At their meeting early this month, the Fed officials also expressed uncertainty about how long it might take for their rate hikes to slow the economy enough to tame inflation. Chair Jerome Powell stressed at a news conference after this month's meeting that that the Fed isn’t even close to declaring victory in its fight to curb high inflation.
Still, some of the policymakers expressed hope that falling commodity prices and the unsnarling of supply chain bottlenecks “should contribute to lower inflation in the medium term.’’ Earlier this month, the government reported that price increases moderated in October in a sign that the inflation pressures might be starting to ease. Consumer inflation reached 7.7% in October from a year earlier and 0.4% from September. The year-over-year increase was the smallest rise since January.
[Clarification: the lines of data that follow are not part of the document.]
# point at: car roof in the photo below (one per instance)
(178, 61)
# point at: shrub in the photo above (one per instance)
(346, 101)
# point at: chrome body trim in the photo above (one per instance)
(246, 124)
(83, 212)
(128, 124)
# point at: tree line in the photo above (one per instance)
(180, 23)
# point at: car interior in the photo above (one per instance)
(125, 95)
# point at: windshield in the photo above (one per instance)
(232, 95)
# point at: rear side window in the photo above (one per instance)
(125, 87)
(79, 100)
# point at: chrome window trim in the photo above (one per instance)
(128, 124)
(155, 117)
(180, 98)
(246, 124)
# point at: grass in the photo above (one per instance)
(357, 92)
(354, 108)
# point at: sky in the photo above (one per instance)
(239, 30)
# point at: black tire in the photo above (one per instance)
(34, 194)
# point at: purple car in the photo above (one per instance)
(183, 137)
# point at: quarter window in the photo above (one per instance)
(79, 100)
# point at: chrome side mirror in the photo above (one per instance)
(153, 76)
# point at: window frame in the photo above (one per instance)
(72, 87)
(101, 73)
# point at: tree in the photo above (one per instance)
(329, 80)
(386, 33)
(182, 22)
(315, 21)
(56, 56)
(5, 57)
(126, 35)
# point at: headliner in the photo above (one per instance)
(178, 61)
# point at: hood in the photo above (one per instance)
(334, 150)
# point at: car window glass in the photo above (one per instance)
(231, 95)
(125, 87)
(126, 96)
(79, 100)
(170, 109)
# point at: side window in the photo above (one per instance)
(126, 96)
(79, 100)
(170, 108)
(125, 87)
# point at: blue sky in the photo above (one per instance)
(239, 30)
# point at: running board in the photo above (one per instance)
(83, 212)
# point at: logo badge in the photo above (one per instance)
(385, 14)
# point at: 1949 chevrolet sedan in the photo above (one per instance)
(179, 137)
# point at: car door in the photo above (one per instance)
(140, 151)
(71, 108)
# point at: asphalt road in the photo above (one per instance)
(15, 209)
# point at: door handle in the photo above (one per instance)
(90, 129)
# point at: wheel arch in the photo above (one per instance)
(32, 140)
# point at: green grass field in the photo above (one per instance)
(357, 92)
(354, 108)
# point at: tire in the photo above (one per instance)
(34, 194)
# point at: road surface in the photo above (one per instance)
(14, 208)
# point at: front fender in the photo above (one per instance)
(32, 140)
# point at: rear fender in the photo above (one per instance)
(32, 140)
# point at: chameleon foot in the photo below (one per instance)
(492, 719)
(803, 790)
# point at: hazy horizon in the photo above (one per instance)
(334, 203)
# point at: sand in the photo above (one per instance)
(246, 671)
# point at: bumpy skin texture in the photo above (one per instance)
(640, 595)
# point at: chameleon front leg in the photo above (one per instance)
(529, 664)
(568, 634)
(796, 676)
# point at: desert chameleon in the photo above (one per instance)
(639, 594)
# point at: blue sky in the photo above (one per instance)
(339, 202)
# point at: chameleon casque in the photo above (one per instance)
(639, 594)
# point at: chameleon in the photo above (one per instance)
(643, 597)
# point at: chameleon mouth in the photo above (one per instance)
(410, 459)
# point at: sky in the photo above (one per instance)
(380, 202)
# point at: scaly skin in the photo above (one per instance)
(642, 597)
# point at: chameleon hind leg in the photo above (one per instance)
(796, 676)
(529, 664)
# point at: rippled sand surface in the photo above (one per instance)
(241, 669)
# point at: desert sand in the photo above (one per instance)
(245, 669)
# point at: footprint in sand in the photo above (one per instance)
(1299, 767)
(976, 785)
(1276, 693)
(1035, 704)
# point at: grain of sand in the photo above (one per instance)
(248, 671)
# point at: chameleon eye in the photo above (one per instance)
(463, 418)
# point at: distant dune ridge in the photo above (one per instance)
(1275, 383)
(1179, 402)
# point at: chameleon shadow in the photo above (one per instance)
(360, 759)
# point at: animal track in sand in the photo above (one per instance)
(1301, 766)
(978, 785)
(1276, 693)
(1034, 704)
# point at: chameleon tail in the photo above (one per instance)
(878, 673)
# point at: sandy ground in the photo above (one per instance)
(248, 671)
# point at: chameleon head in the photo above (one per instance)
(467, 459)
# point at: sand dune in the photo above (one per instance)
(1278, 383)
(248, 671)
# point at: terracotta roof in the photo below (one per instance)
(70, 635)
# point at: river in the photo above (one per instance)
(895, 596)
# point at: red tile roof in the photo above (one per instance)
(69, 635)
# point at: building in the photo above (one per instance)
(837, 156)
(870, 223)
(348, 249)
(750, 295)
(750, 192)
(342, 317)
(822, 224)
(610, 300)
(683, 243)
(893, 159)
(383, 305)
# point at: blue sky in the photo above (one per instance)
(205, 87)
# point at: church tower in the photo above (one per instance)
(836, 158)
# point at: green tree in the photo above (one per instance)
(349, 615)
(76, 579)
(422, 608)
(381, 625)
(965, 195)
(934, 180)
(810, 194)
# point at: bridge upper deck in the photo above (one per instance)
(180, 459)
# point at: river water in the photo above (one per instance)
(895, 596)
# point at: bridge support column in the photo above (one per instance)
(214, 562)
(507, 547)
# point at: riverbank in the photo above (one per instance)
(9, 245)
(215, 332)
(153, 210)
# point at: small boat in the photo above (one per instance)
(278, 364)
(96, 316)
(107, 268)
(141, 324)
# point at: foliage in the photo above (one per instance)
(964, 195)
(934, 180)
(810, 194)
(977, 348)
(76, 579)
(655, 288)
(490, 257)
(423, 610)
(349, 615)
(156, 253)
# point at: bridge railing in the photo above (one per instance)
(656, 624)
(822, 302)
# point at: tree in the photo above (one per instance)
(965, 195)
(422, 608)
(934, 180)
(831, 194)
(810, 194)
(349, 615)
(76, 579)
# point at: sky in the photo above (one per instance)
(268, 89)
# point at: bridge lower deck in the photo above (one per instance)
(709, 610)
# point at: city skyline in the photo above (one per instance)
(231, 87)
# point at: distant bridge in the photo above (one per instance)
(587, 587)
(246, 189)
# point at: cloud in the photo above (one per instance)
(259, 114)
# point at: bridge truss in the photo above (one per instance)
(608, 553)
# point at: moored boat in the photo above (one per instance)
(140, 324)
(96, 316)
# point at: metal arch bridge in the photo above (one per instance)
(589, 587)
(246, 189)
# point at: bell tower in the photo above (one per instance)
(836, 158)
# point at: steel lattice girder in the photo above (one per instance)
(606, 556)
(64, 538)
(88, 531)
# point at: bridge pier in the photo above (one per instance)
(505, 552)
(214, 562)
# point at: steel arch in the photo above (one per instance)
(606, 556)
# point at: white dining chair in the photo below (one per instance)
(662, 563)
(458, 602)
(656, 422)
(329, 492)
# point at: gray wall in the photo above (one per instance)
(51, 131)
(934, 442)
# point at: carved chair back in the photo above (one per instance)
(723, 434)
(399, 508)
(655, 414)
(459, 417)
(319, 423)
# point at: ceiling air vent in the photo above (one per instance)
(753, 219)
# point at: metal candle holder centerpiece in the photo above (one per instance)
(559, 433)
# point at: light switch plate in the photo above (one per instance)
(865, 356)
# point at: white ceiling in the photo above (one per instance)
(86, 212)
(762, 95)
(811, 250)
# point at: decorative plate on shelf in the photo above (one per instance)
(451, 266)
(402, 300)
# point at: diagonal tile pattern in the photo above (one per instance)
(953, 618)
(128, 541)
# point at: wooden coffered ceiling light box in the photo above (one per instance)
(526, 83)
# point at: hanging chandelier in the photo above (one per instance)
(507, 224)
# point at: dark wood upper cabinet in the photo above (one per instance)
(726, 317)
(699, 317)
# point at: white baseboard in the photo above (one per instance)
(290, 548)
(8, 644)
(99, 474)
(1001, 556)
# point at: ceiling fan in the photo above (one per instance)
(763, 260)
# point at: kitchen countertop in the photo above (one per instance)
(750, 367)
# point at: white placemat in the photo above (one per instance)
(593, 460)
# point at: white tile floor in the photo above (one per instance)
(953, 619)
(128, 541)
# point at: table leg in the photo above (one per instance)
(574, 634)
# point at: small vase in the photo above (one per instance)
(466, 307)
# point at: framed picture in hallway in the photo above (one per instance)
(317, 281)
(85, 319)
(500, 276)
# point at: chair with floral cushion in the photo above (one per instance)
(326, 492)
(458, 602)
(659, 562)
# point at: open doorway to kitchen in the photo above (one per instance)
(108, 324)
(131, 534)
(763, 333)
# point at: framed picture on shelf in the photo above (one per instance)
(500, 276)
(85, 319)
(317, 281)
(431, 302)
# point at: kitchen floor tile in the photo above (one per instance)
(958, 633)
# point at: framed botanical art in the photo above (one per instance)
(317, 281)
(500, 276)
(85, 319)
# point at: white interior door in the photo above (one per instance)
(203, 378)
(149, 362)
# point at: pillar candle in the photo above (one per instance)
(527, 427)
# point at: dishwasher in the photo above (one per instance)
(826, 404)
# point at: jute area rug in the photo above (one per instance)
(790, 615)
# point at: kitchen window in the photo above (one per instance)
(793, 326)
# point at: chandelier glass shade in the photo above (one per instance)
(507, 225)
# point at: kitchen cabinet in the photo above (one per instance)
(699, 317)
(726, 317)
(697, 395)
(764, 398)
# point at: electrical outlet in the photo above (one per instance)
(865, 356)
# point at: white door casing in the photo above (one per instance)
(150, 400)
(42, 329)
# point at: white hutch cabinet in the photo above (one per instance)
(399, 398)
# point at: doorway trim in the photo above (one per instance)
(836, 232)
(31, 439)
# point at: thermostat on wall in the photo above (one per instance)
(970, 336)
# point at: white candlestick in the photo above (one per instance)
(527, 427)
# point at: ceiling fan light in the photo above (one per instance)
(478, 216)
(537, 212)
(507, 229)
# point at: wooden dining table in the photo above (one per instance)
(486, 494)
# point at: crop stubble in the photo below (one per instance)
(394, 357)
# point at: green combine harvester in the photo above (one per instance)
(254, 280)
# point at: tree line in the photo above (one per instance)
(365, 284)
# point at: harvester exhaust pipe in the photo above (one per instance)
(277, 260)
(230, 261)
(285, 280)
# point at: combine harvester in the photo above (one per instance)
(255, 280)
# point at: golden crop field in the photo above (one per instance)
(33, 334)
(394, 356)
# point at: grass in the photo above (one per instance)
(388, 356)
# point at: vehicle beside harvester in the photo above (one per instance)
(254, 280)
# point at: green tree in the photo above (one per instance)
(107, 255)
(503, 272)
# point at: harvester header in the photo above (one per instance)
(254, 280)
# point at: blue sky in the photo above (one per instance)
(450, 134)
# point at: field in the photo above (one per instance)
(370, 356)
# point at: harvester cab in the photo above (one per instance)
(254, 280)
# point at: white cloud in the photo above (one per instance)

Wednesday’s minutes revealed that Fed officials expected ongoing rate increases to be “essential’’ to keep Americans from expecting inflation to continue indefinitely. When people expect further high inflation, they act in ways that can make those expectations self-fulfilling — by, for example, demanding higher wages and spending vigorously before prices can further accelerate.
The Fed officials noted that employers were resisting layoffs even as the economy slowed, apparently “keen” to hold onto workers after a year and a half of severe labor shortages. The U.S. unemployment rate is 3.7%, just above a half-century low.